Thousands of migrants who lived in city shelters have stayed longer than 60 days — the length of a looming city deadline that will start affecting the first wave of migrants next month.
A WBEZ analysis of the lengths of their shelter stays finds that roughly 7 in 10 have stayed longer than 60 days, and that an average stay was 76 days for migrants who had exited shelter before Nov. 1.
If housing hasn’t been secured by the time a migrant’s shelter stay is up, they will have to give up their spot and return to the city’s landing zone for new arrivals and put in another request for shelter.
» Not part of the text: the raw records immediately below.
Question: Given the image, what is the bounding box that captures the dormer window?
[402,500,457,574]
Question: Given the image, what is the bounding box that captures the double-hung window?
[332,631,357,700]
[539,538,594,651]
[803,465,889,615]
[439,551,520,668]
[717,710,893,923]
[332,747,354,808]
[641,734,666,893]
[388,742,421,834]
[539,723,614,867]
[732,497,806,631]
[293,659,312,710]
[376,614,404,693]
Only under extenuating circumstances, such as a medical crisis, extreme cold weather or a pending move-in date with a signed lease, will extensions be granted, according to the city.
It’s difficult to discern how the 60-day deadline may impact the city’s overall homeless services system, said Sam Paler-Ponce, the Chicago Coalition for the Homeless’ interim associate director of policy, who stressed that long-term housing solutions are ultimately needed.
“It looks like the new arrival system and the Chicago homeless services system have been kind of separate,” Paler-Ponce. “And at the 60-day mark, we might start to see these populations overlap quite a bit.”
Volunteers and advocates are fearful the policy will disrupt the modicum of stability asylum-seekers may have achieved.